South Africa


Regular violations of rights

Same as last year


Workers' rights violations


On 19 August 2021, Malibongwe Mdazo, a campaigner and organiser for the National Union of Metalworkers of South Africa (NUMSA), was assassinated in broad daylight at the office of the Commission for Conciliation, Mediation and Arbitration (CCMA) in Rustenburg. He was shot as he was exiting with a group of NUMSA members from the CCMA offices, in full view of the public. The hitmen fired at least ten bullets.

NUMSA officials were participating in conciliation at the CCMA as part of the verification process for NUMSA members at Newrack, one of the contract companies at Impala Platinum Holdings (Implats), which outsources most of its workforce in Rustenburg. Another NUMSA member and a member of the public were also shot and injured in the shooting.

Mdazo was among those who led the recent strike where the union was challenging contractors at Implats to grant organisational rights to NUMSA. Implats was notorious for its union-bashing attitude, which even led to the unilateral dismissal of all NUMSA’s interim committees.

Violent attacks on workers

Since 22 November 2021, five thousand workers at Clover, which is South Africa’s largest dairy company and is owned by Israeli company Milco, have been on strike in response to job losses, pay cuts and health and safety concerns. Clover’s response was to hire a private police company armed with military vehicles and machine guns to intimidate the workers and break the strike. Workers faced threats, petrol bomb attacks and rubber bullets. On the nights of 7 and 8 January 2022, the cars of two striking workers were petrol bombed. On the night of 9 January, five carloads of men visited two striking workers and demanded that they end the strike. On the same night, another three striking workers received threatening phone calls demanding that they end the strike.


In South Africa, about 100 workers at Rhodes University began a strike on 10 August 2021 after the institution failed to recognise their union, the National Union of Public Service and Allied Workers (NUPSAW). Having unionised over ten per cent of the university workers, NUPSAW had approached the university on 29 April 2021 seeking recognition, including the right to organise and recruit members and hold meetings on campus.

When asked why the university would not recognise the union, its senior communications officer said, in blatant violation of South African laws, that NUPSAW was not sufficiently representative.

Right to collective bargaining

On 21 April 2021, the South African Municipal Workers’ Union (SAMWU) appeared in court opposite Rand Water after the company tried to ban a protected strike called by the union. SAMWU decided to embark on an indefinite protected strike after the employer unilaterally changed the workers’ conditions of service, in particular withdrawing incentive bonuses that workers had been receiving for the last seventeen years. The union had tried several times to meet with the management of Rand Water to convince them to reconsider their decision but to no avail.

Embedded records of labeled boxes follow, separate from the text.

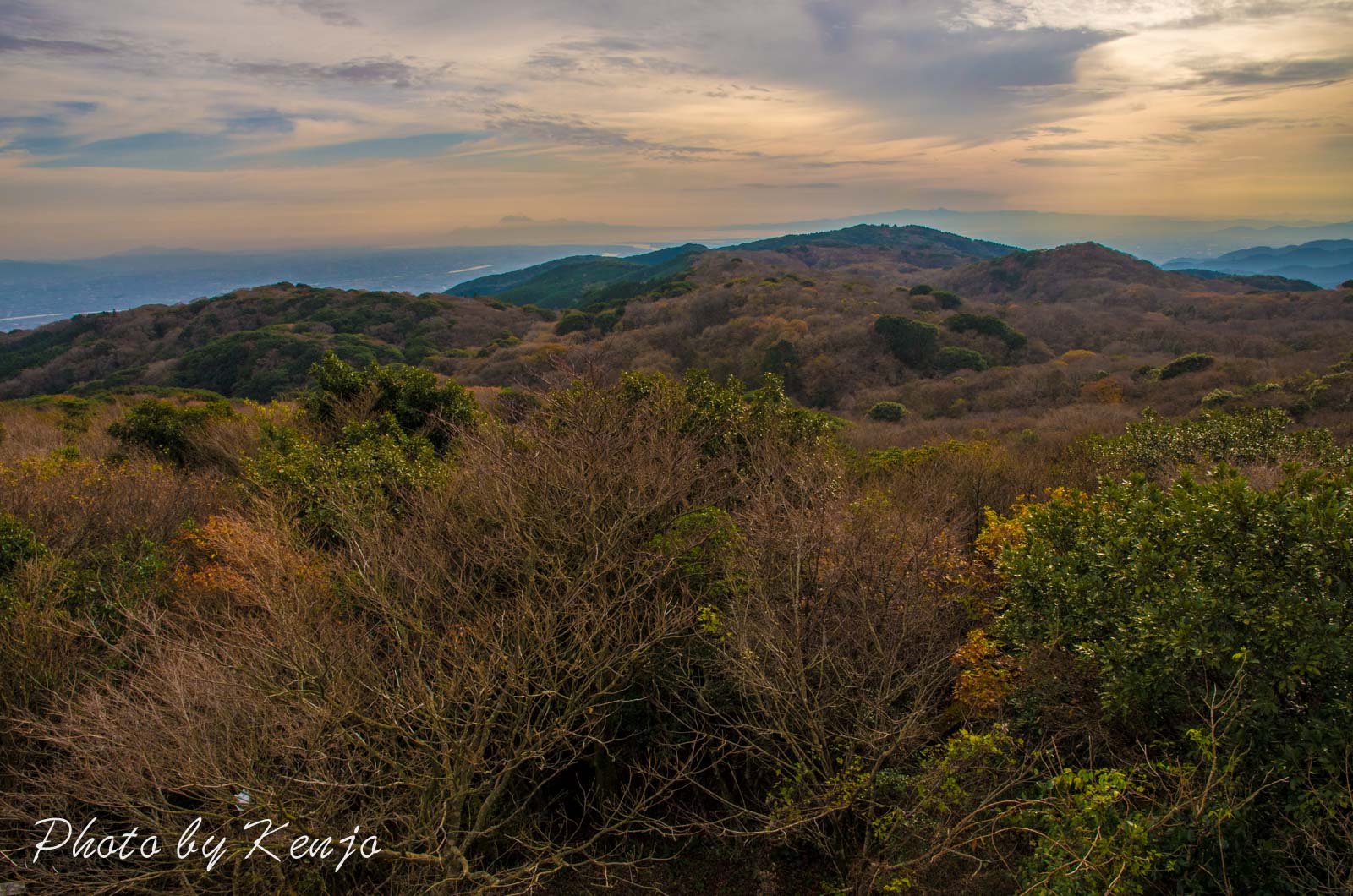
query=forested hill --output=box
[446,225,1019,309]
[0,283,540,399]
[0,227,1353,438]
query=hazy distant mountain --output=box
[1177,268,1324,292]
[1162,239,1353,288]
[724,209,1353,263]
[446,225,1019,309]
[446,243,708,309]
[0,245,655,331]
[731,223,1019,268]
[10,226,1353,417]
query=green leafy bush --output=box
[108,398,234,466]
[1084,407,1353,473]
[999,470,1353,885]
[874,314,939,367]
[1161,352,1216,379]
[0,513,42,578]
[945,311,1028,349]
[555,311,593,336]
[935,345,986,374]
[300,352,478,453]
[864,402,909,423]
[1199,389,1240,407]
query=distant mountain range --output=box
[0,225,1353,406]
[0,209,1353,331]
[1162,239,1353,288]
[445,243,709,309]
[446,225,1019,309]
[720,209,1353,263]
[0,243,655,331]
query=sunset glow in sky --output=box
[0,0,1353,257]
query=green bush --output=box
[945,311,1028,349]
[555,311,593,336]
[108,398,234,466]
[1084,407,1353,473]
[300,352,478,453]
[1000,468,1353,811]
[874,314,939,367]
[245,423,438,545]
[0,513,42,578]
[935,345,986,374]
[1199,389,1240,407]
[864,402,911,423]
[1161,352,1216,379]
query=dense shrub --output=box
[935,345,986,374]
[934,290,963,311]
[1159,352,1216,379]
[555,310,595,336]
[300,353,476,453]
[1000,473,1353,889]
[874,314,939,367]
[0,513,42,579]
[108,398,234,464]
[945,311,1028,349]
[864,402,908,423]
[1084,407,1353,473]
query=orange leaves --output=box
[952,628,1011,712]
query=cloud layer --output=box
[0,0,1353,257]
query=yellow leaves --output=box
[972,502,1033,565]
[951,628,1011,712]
[1081,376,1123,405]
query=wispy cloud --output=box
[0,0,1353,255]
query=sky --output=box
[0,0,1353,259]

Dismissals for participating in strike action

Four members of the National Emancipated and Allied Workers’ Union of South Africa (NEAWUSA) were suspended on 2 May 2021 by the OVK, a milling company, in Tweespruit, South Africa, following a month-long strike over unsafe conditions in the workplace. The workers were attempting to raise safety concerns with the employer after several serious incidents and injuries had occurred.

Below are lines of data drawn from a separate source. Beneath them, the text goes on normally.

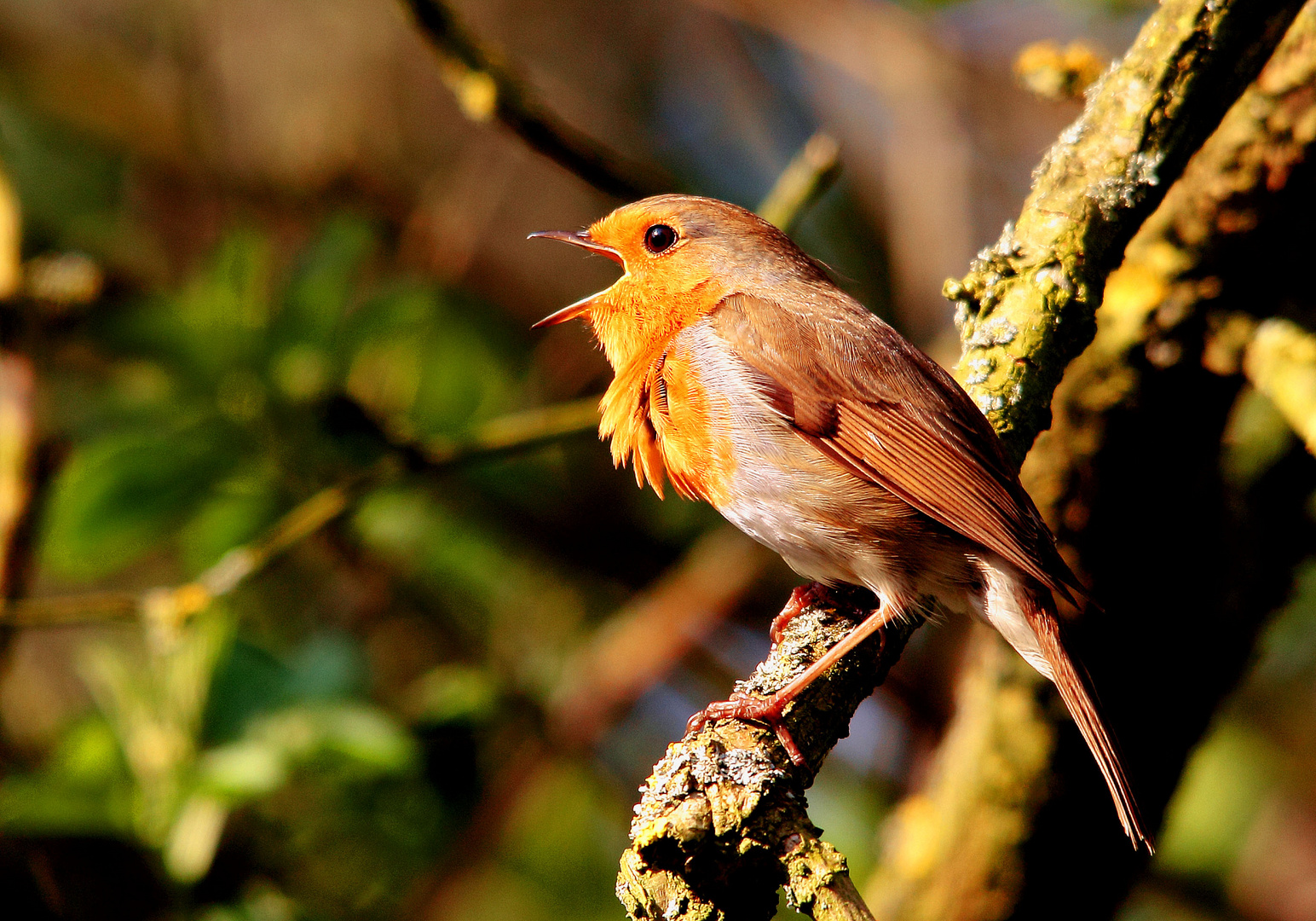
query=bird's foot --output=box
[685,691,806,767]
[767,582,828,646]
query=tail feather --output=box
[1020,589,1156,854]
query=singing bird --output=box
[530,195,1152,850]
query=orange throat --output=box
[591,295,736,507]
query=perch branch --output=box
[617,0,1300,919]
[617,589,917,918]
[407,0,674,199]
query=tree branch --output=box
[864,5,1316,921]
[407,0,675,199]
[944,0,1302,462]
[617,589,917,918]
[617,0,1302,919]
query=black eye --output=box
[645,224,677,256]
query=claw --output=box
[685,692,806,767]
[767,582,827,646]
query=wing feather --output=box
[711,290,1083,600]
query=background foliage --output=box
[0,0,1316,921]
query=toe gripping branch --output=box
[617,589,917,919]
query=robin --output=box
[530,195,1152,850]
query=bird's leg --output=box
[685,602,896,767]
[767,582,828,646]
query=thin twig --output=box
[758,132,841,233]
[407,0,675,199]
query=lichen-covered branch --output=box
[945,0,1302,461]
[619,0,1302,918]
[863,624,1055,921]
[863,5,1316,921]
[407,0,675,199]
[617,589,917,919]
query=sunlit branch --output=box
[617,0,1302,918]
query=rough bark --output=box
[617,0,1302,918]
[864,7,1316,919]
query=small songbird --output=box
[530,195,1152,850]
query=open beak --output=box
[527,230,625,329]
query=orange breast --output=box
[648,336,736,507]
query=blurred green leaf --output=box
[1156,721,1277,887]
[0,717,133,836]
[288,631,370,699]
[275,215,375,349]
[407,663,499,723]
[0,97,125,246]
[501,762,627,913]
[179,466,281,575]
[1253,559,1316,684]
[41,426,245,580]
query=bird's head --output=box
[530,195,821,368]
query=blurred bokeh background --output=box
[0,0,1316,921]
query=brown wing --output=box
[711,286,1083,600]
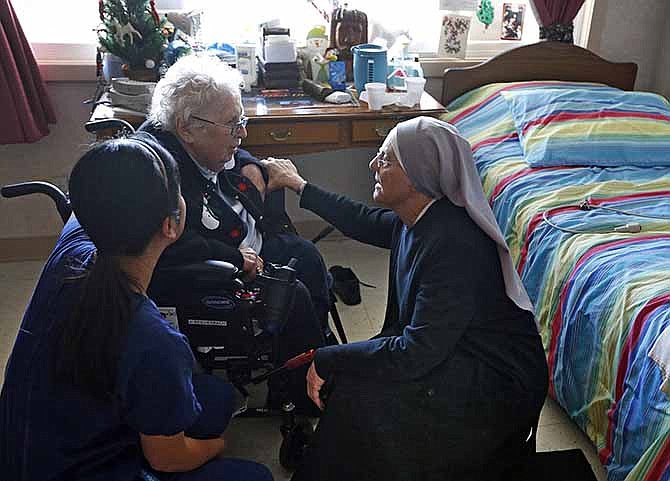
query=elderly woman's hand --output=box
[240,247,263,281]
[261,157,307,192]
[240,164,266,199]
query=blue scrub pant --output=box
[140,458,274,481]
[140,374,273,481]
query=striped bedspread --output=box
[443,82,670,481]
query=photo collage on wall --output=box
[438,0,533,59]
[500,3,526,40]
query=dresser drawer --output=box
[351,119,400,143]
[242,121,340,147]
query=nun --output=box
[265,117,548,481]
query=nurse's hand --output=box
[261,157,307,193]
[307,361,326,411]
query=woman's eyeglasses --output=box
[375,150,391,169]
[191,115,249,137]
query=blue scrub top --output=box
[0,216,201,481]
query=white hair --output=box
[149,55,242,133]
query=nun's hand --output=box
[261,157,306,193]
[240,164,267,199]
[307,361,326,411]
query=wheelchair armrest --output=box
[156,259,243,287]
[0,181,72,223]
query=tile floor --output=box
[0,236,606,481]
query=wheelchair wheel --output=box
[279,419,314,470]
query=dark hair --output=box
[54,133,179,399]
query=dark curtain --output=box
[530,0,584,43]
[0,0,56,144]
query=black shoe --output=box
[323,329,340,346]
[328,266,375,306]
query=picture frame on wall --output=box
[438,14,472,58]
[500,3,526,40]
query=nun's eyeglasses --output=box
[191,115,249,137]
[375,150,391,169]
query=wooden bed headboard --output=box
[442,41,637,105]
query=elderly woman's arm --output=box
[235,149,268,199]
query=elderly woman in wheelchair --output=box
[0,134,272,481]
[140,55,334,414]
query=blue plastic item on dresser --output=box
[351,43,387,93]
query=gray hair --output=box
[149,55,242,133]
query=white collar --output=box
[410,199,437,229]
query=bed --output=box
[442,42,670,481]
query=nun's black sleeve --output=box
[300,183,398,249]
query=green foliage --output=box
[477,0,494,28]
[98,0,166,68]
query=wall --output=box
[654,11,670,99]
[588,0,670,90]
[0,82,95,242]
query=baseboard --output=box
[0,220,343,262]
[0,236,58,262]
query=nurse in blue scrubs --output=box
[0,134,272,481]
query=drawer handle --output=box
[270,129,293,142]
[375,125,391,138]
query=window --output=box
[12,0,98,64]
[12,0,594,64]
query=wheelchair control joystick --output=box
[258,258,298,333]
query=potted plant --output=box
[97,0,169,82]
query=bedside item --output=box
[323,90,353,104]
[365,82,386,110]
[236,43,258,92]
[351,43,387,92]
[258,62,300,89]
[328,60,347,90]
[401,77,426,107]
[263,35,296,63]
[112,77,156,95]
[300,79,334,101]
[109,77,156,112]
[328,4,368,81]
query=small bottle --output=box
[405,57,423,77]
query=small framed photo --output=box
[500,3,526,40]
[438,15,471,58]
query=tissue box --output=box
[328,60,347,90]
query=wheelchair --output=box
[0,120,347,469]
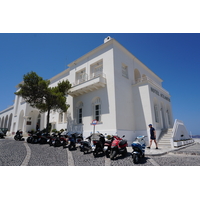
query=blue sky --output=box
[0,33,200,134]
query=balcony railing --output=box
[72,72,106,86]
[132,76,169,94]
[69,72,106,97]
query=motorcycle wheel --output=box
[53,141,60,147]
[122,148,127,157]
[133,154,139,164]
[110,150,117,160]
[105,150,110,158]
[26,137,31,143]
[93,149,98,158]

Dismissals for participating in strike action

In South Africa, 500 workers were terminated by the Steve Tshwete Local Municipality for allegedly taking part in illegal strike action. The public employees were demanding the implementation of the adjustment of their salaries across the board and commenced strike action on 21 September 2021. The workers had been given a 48-hour return-to-work ultimatum on 8 November, and when they failed to return, they were given notice of the termination of their employment. The workers were reinstated a week later after the intervention of the SA Municipal Workers’ Union (SAMWU) and COSATU.